Bloom Filters Explained
Probabilistic Data Structure To Check Membership
The target audience for this article falls into the following roles:
- Tech workers
- Students
- Engineering managers
The prerequisite to reading this article is fundamental knowledge of data structures and algorithms. This article does not cover an in-depth guide on probabilistic data structures.
Disclaimer: Some of the linked resources are affiliates. As an Amazon Associate, I earn from qualifying purchases.
Get the powerful template to approach system design for FREE on newsletter sign-up:
Introduction
Data structures such as HashSet can be used in a small data set to test if an item is a member of the data set. However, the operation to test if an item is a member of a large dataset can be expensive.

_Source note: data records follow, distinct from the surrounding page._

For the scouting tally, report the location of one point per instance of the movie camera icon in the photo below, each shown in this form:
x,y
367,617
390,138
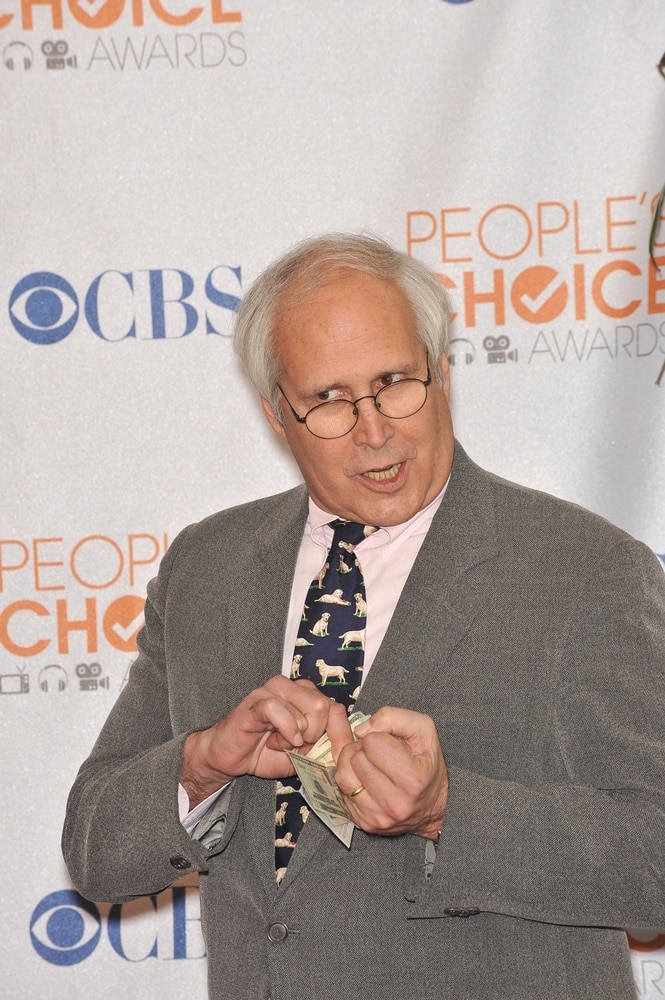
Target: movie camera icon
x,y
89,675
56,55
497,350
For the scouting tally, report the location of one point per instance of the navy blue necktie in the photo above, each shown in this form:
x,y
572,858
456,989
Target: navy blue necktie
x,y
329,651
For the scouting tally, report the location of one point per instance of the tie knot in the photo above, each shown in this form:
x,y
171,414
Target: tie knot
x,y
350,532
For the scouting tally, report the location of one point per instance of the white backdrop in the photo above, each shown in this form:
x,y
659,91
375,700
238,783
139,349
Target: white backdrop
x,y
156,155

The time complexity and space complexity can be linear in the worst case.
Probabilistic data structures offer constant time complexity and constant space complexity at the expense of providing an answer that is non-deterministic.
Requirements
Design a data structure with the following characteristics:
- constant time complexity to test membership
- a small amount of memory to test membership
- insert and query operations should be parallelizable
- test membership can yield approximate results
What is a bloom filter?
A Bloom filter is a space-efficient probabilistic data structure that is used to test whether an item is a member of a set. The bloom filter will always say yes if an item is a set member. However, the bloom filter might still say yes although an item is not a member of the set (false positive). The items can be added to the bloom filter but the items cannot be removed. The bloom filter supports the following operations:
- adding an item to the set
- test the membership of an item in the set
How does a bloom filter work?
The bloom filter data structure is a bit array of length n as shown in Figure 1. The position of the buckets is indicated by the index (0–9) for a bit array of length ten. All the bits in the bloom filter are set to zero when the bloom filter is initialized (an empty bloom filter). The bloom filter discards the value of the items but stores only a set of bits identified by the execution of hash functions on the item.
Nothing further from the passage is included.